Recently, a real estate agent contacted their photographer to say that another agency, which had taken over a listing, was now using the photographer’s images. When the photographer contacted the agency to ask for payment so they could use the images legally, the agency refused. Ultimately, the small claims court awarded the photographer a fee ten times the price of the photos, plus costs. In this case, licensing protected the (original) agent as much as the photographer. But the story also illustrates the importance of following the law!

Keep to the Rules and You’ll Be Fine

So long as you’re careful to ask permission to share your real estate photos with any third parties, you shouldn’t have anything to worry about.
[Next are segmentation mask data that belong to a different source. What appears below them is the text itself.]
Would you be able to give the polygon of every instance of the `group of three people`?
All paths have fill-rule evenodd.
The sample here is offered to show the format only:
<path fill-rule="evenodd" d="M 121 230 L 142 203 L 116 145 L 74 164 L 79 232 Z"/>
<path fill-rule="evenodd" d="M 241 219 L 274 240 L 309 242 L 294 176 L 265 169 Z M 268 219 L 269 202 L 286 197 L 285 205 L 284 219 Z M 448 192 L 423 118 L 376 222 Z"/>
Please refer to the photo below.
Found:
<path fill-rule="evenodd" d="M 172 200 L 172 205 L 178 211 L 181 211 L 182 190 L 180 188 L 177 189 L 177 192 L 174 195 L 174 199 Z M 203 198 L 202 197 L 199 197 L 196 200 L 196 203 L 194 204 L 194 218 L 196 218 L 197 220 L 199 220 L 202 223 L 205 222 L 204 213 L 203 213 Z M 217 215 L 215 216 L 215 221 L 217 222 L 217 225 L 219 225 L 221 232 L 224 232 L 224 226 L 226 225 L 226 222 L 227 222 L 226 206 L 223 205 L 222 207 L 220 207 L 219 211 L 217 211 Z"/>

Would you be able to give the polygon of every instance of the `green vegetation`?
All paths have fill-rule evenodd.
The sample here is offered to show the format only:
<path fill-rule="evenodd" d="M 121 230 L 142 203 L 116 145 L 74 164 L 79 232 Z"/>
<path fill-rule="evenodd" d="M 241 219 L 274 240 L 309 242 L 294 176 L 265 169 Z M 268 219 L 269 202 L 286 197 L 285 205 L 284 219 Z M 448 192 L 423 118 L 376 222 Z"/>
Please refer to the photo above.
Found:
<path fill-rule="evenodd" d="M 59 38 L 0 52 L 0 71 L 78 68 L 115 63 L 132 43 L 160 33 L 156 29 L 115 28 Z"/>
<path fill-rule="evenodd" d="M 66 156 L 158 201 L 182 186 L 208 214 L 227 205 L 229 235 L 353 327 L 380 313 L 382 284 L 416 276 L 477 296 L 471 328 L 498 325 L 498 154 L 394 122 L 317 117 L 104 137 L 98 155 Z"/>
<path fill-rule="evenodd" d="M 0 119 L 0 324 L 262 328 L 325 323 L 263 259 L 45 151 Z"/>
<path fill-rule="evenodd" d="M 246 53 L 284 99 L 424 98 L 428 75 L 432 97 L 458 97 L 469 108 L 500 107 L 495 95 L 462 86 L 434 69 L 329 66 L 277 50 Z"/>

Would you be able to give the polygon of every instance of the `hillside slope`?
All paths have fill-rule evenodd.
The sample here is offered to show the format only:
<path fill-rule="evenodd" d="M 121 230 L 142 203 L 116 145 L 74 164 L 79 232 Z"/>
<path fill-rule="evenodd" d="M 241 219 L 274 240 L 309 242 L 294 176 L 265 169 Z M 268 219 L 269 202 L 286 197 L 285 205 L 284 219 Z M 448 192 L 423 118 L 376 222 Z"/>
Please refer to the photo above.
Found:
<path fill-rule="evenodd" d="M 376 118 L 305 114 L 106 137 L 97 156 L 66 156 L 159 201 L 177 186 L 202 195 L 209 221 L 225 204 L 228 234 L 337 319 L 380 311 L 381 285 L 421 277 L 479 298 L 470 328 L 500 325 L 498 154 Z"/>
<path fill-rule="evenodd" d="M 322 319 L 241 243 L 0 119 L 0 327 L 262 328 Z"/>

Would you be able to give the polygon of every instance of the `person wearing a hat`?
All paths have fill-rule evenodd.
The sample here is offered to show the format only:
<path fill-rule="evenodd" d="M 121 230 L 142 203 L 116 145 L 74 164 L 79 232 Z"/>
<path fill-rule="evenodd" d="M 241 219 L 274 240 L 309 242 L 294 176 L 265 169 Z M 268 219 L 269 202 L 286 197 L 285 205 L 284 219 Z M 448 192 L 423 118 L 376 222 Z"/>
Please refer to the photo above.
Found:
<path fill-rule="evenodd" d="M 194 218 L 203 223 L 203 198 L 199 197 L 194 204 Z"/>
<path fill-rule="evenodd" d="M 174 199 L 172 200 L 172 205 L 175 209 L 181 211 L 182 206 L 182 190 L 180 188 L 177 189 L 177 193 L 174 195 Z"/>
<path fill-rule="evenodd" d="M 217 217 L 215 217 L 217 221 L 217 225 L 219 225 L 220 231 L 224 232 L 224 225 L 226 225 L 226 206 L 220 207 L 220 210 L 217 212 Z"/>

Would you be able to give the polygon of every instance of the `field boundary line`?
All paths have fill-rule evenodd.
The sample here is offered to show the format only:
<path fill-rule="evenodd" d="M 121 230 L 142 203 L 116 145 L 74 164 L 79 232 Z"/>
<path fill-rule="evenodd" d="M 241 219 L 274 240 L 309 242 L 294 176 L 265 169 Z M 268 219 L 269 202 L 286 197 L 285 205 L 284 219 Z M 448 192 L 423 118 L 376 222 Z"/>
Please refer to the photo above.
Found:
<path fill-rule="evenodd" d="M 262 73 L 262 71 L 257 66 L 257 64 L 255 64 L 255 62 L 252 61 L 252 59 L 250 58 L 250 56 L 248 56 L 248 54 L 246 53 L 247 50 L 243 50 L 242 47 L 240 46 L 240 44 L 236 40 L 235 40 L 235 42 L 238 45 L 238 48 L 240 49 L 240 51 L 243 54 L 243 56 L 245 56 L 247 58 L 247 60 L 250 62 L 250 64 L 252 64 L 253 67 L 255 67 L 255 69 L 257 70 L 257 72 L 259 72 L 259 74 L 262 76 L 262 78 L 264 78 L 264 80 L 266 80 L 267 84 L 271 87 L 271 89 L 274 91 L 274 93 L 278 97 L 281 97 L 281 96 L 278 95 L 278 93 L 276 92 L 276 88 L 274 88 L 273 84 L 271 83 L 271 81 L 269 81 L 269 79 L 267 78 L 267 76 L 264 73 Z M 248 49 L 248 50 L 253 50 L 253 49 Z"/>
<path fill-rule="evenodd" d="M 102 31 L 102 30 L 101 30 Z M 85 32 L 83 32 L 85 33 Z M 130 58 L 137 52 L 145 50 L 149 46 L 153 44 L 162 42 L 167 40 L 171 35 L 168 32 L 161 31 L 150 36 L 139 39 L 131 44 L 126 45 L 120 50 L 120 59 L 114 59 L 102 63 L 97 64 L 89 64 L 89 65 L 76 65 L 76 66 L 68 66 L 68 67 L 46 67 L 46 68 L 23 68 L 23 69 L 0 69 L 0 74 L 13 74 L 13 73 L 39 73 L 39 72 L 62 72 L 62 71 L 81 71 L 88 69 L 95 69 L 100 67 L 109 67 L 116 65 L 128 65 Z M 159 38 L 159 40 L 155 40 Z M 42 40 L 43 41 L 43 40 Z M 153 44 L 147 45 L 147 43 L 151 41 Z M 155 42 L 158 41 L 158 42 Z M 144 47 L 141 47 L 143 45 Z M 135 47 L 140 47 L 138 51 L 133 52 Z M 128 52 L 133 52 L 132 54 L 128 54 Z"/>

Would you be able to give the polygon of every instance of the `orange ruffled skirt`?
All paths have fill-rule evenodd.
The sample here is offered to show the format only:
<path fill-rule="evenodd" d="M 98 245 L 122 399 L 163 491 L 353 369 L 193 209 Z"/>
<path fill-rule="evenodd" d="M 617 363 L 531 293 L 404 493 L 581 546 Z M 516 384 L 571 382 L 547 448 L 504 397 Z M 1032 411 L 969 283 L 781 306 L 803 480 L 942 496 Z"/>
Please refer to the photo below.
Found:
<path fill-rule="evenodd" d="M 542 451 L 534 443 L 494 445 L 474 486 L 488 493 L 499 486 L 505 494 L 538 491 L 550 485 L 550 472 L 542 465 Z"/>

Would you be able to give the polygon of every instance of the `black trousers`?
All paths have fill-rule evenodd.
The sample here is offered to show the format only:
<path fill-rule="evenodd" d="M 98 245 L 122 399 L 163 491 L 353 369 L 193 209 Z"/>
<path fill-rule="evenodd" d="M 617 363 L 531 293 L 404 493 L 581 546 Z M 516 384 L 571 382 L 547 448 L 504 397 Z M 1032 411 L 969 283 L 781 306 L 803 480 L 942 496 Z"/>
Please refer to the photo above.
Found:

And if you want to be doubly sure? I’m yet to meet a real estate photographer who isn’t happy to explain your licensing rights and responsibilities to you. So don’t be shy – ask!

Question Time

Got any general questions about real estate photo licensing? Then let me know in the comments below!

(Please be aware that the advice in this blog post and in the comments below is general in nature, and provided in good faith. It should not be considered professional legal advice.)
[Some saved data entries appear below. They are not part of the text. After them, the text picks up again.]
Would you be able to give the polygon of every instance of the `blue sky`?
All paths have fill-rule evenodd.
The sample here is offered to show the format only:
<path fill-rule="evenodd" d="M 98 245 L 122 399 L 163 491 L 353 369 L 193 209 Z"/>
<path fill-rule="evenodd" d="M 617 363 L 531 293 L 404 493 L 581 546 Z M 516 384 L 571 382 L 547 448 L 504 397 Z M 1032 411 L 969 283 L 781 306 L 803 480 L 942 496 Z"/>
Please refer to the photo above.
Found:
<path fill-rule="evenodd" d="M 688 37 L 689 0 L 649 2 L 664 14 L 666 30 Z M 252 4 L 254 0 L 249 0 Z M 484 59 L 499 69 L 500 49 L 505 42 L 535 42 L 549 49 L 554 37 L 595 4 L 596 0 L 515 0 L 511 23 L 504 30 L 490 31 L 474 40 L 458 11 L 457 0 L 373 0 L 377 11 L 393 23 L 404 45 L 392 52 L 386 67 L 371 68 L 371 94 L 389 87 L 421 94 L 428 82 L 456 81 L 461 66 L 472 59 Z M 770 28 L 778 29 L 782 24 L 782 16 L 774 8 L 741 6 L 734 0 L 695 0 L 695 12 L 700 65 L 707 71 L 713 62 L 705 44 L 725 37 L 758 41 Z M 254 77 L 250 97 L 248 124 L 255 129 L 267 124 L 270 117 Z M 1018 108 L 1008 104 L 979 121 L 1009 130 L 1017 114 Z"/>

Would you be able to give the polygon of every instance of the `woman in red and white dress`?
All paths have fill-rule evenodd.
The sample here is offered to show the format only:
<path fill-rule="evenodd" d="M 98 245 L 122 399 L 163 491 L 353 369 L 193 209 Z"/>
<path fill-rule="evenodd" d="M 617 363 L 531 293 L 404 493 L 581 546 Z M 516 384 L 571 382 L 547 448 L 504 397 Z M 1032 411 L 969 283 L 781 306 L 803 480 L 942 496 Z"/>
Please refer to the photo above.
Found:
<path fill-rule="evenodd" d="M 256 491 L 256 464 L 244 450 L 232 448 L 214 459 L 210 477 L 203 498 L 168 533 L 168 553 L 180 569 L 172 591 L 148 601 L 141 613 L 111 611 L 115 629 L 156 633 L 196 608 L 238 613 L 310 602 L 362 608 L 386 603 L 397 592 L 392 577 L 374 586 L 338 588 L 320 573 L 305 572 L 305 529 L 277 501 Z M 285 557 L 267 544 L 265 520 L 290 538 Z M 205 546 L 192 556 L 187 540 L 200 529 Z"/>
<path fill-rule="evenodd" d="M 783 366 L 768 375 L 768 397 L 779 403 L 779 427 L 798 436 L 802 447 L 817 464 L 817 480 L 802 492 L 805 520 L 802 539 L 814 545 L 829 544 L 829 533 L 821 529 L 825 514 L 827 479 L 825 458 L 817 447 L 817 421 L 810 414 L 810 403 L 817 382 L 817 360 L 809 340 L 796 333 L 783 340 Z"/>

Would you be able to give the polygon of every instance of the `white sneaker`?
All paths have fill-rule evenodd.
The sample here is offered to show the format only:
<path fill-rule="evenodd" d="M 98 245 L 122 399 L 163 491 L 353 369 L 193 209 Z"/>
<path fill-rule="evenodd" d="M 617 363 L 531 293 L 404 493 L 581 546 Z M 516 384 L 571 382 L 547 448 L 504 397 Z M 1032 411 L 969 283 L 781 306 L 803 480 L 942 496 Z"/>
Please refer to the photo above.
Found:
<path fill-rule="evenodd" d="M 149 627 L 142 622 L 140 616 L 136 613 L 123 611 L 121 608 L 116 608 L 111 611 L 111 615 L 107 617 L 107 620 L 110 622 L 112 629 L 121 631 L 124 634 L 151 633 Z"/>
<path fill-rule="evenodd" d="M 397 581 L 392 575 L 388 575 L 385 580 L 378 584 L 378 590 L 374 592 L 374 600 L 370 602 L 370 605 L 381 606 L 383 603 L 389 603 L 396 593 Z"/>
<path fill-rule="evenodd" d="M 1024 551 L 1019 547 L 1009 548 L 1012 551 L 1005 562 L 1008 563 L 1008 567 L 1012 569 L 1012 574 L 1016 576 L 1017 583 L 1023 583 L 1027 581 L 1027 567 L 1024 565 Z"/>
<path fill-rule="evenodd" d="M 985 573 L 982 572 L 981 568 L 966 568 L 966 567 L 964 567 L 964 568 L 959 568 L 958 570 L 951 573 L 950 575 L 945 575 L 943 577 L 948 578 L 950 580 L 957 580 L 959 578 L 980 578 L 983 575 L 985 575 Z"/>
What Does DRE’s Photo Licence Include?

At Digital Real Estate, we provide you, the original listing agent, with a 6-month, royalty-free licence to use the images and floor plans we provide to you. If you need an extension on this time period, or you want to share the images with a third party, you can apply to us in writing.

5 Comments

  1. Marlene-Reply
    18/07/2016 at 9:35 AM

    Interesting 🙂

  2. Caroline-Reply
    14/07/2017 at 11:19 PM

    We had our old house photographed when we sold it last year. It is on the market again (for sale) and they’re using exactly the same photos (that we paid for, with all of our furniture etc in them). Just wondering who ‘owns’ the photos and whether or not the agent should have asked us for our permission to use the photos we paid to have taken?
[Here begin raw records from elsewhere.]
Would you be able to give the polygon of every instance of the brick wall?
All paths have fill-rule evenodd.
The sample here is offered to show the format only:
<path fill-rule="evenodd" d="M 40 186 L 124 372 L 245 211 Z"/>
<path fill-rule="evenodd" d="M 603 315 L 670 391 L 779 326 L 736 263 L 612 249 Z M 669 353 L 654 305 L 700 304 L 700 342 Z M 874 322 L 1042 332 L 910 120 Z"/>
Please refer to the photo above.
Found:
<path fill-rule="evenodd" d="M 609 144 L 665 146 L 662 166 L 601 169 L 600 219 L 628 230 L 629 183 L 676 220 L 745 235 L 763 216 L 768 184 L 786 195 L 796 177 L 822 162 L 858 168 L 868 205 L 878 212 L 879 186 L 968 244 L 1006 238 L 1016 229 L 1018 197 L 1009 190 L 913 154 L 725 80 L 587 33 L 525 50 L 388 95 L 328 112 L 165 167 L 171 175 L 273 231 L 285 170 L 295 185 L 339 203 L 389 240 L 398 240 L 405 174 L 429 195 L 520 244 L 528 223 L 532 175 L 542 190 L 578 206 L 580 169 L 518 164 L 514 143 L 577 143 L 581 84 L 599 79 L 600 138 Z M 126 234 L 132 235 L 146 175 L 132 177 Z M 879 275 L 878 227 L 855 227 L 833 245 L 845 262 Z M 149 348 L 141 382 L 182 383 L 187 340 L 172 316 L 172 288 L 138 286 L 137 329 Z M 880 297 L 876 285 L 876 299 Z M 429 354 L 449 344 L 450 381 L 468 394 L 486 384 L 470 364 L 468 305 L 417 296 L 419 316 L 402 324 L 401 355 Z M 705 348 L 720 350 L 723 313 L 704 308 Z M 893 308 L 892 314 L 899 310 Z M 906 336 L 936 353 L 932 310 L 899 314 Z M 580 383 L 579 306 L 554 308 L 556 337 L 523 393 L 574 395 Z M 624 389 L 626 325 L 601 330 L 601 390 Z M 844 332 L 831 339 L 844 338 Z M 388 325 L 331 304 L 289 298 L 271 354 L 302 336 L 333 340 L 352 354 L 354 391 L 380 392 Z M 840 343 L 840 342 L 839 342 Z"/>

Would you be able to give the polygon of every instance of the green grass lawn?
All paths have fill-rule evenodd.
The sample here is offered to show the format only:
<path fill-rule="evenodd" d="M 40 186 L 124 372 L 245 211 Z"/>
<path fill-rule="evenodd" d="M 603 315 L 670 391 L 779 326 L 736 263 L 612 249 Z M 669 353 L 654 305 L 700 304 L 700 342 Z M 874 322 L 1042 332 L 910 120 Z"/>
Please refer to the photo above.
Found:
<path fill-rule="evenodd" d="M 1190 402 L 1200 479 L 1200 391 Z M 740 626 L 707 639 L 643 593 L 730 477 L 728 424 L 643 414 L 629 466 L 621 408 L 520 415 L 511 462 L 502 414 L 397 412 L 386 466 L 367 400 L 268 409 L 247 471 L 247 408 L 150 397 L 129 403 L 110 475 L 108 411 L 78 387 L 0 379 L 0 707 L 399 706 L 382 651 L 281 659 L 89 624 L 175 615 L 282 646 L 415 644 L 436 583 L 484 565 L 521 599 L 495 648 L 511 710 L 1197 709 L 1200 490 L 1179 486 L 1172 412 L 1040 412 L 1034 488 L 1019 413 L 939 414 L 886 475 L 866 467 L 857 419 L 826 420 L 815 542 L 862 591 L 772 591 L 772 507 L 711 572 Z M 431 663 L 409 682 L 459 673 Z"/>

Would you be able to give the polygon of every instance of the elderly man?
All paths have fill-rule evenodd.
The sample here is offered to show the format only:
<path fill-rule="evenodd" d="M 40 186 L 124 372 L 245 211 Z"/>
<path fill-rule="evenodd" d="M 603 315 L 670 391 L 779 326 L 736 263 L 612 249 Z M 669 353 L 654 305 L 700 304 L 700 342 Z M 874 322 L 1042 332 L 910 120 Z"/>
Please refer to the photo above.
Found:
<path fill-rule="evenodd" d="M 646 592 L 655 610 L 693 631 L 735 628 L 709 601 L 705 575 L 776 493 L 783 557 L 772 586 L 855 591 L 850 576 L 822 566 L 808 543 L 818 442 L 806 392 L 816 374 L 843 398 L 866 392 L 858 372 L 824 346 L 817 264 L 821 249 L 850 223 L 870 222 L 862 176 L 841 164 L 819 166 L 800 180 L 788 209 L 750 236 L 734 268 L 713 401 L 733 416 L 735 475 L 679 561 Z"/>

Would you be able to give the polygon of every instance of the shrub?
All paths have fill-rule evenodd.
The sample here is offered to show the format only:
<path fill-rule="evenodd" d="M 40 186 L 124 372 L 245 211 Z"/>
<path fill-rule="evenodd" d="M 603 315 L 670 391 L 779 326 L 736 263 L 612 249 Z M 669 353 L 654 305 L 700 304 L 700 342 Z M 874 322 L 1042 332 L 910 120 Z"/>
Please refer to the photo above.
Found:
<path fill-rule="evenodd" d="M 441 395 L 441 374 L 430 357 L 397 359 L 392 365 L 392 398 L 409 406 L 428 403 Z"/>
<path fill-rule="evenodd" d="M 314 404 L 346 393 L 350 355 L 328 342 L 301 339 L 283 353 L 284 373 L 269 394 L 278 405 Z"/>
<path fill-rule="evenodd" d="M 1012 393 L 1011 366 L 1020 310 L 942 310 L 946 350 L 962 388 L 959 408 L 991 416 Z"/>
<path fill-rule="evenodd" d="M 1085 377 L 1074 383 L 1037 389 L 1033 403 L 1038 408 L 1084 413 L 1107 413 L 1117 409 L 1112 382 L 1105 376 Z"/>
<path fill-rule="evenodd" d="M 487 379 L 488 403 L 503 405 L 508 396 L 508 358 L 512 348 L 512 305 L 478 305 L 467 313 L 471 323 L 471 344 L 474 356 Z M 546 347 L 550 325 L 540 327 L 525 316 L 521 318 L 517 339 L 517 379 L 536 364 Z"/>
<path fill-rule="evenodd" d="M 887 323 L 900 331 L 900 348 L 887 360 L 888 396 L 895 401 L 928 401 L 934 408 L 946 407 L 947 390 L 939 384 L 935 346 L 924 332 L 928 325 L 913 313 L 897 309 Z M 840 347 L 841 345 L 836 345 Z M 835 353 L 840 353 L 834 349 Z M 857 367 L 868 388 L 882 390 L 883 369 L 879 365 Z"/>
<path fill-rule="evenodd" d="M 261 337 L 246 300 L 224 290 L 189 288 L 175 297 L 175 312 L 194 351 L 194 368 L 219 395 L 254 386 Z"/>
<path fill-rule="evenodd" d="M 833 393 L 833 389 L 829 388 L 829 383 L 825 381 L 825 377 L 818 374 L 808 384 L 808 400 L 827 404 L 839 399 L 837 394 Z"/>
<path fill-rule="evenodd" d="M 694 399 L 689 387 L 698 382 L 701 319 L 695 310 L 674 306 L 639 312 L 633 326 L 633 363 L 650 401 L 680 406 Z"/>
    • 15/07/2017 at 3:39 PM

      Hi Caroline. So ownership (copyright) of any photograph taken always belongs to the photographer, unless they have assigned the copyright to another party in writing. Usually when a photographer assigns copyright to another party, fees can be up to 10x what it would cost for a license.

      In your instance, I would make contact with the agent and just explain that you’re not happy with the photos being used with your belongings in them (especially if there are family photos or items which can identify you individually as this could be a breach of the privacy act). The agent may then remove any of your items from the photos through a “digital de-clutter” so the rooms are vacant.

  3. sue-Reply
    20/04/2018 at 7:25 PM

    We are at the end of our agreement with the Real Estate that is selling our house and are thinking about trying to sell it ourselves and were thinking about asking the real estate for the photos and video from the drone. Do we have to ask the real estate or the photographer and people who took the video. Are we expected to pay again?

    • 08/05/2018 at 10:02 AM

      Hi Sue. You could try the real estate agent first, and then the second option would be the photographer/videographer. It’s completely up to the photographer/videographer if they would charge again as it depends on the license agreement they grant with their photos/video.